Giro Shoes
Redefining happy feet
In the mid-1980s, when the United States Cycling Federation decided to mandate hard-shell helmet use for all bicycle racing in America, Jim Gentes came up with a better helmet solution, and founded Giro. It is safe to say that Giro helmets have been the benchmark for helmet innovation ever since. And now they’re tackling shoes.
I have to admit I was more than a little excited to receive the invite for Giro’s official shoe launch in Livigno, Italy (home of Hans Rey’s Flow Country trails). I’ve been a harsh critic of cycling shoes for as long as I can remember, but I knew that the team at Giro had been working on the project for more than two years. Having now ridden the fruit of their labor, it’s clear that the folks at Giro are as serious about doing to cycling shoes what they have done with helmets.

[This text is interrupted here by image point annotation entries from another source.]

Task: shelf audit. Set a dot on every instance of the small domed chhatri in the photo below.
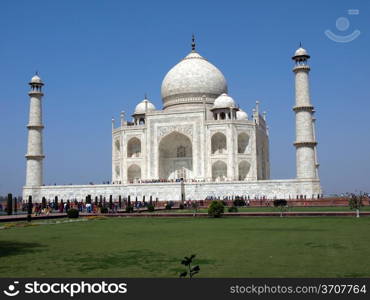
(36, 79)
(224, 101)
(144, 106)
(241, 115)
(300, 52)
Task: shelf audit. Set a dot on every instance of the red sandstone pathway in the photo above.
(23, 217)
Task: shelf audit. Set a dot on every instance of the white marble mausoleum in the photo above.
(200, 144)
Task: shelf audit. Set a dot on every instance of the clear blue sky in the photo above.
(100, 57)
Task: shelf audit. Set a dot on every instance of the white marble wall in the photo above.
(172, 191)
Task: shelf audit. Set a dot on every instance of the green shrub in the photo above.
(216, 209)
(73, 213)
(280, 202)
(232, 209)
(239, 202)
(104, 210)
(129, 209)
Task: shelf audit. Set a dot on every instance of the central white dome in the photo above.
(190, 79)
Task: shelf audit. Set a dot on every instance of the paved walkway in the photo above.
(23, 217)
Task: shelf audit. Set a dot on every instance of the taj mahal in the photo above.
(200, 144)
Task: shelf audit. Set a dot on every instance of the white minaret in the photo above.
(305, 142)
(35, 154)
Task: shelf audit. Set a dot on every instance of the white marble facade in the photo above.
(201, 142)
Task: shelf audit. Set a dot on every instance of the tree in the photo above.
(191, 271)
(216, 209)
(355, 203)
(282, 204)
(29, 209)
(9, 207)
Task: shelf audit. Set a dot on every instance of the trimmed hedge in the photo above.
(216, 209)
(104, 210)
(232, 209)
(73, 213)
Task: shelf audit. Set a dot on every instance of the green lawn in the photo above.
(154, 247)
(273, 209)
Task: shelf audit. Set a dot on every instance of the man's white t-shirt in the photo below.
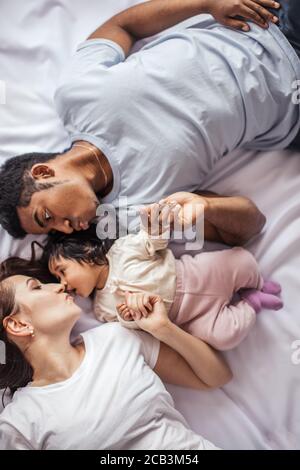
(113, 401)
(165, 115)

Giro’s entry into the mountain bike shoe market comes in the form of their flagship model called Code, which will retail for $280, the Gauge at $200 and a women’s specific model named Sica that also goes for $200. We were able to test the Code over the course of two days in and around Livigno’s Mottolino bike park. While a bike park, where gravity riding is the big draw, may not be the ideal setting to test an XC race/high-performance trail shoe, my initial impressions of Giro’s shoes are still more than a little bit positive.
To start with, the Code felt like an old friend right out of the box, thanks in part to the Teijin microfiber upper, luxuriously thick, EVA tongue padding and an arch-adjustable footbed. Giro calls this footbed the Supernatural Fit System and it comes complete with three arch “cookies” so that riders can dial in a comfortable amount of arch support. The top layer of the footbed is made of anti-microbial X-Static and helps alleviate funk.
At the heart (so to speak) of the Code is an Easton EC90 carbon sole plate, which gives the shoe incredible power transfer. What I found most notable in my short hours wearing the Code was that this sole plate seemed to completely dissipate the shock from the park’s braking bumps, roots and small drops. Obviously, a carbon-soled shoe is supposed to do this, and perhaps what I felt was a combination of the footbed and sole plate working in tandem, but this is a feeling I can’t remember experiencing before.
Although I wasn’t scampering up any rocky hike-a-bikes, the Code’s lugs provided easy walking, and a scuff-guard between the heel and cleat helped engage the cleats even when trying to do that in the rough stuff.
We’ll go ahead and reserve our final judgment until we’ve put these babies through some months of hell, but I have a feeling the report with be more of the same.
Giro’s new mountain bike shoes will be available January of 2011 in sizes 39-48 (w/half sizes from 39.5-46.5) for the men’s models and in sizes 36-43 (w/half sizes from 37.5-42.5).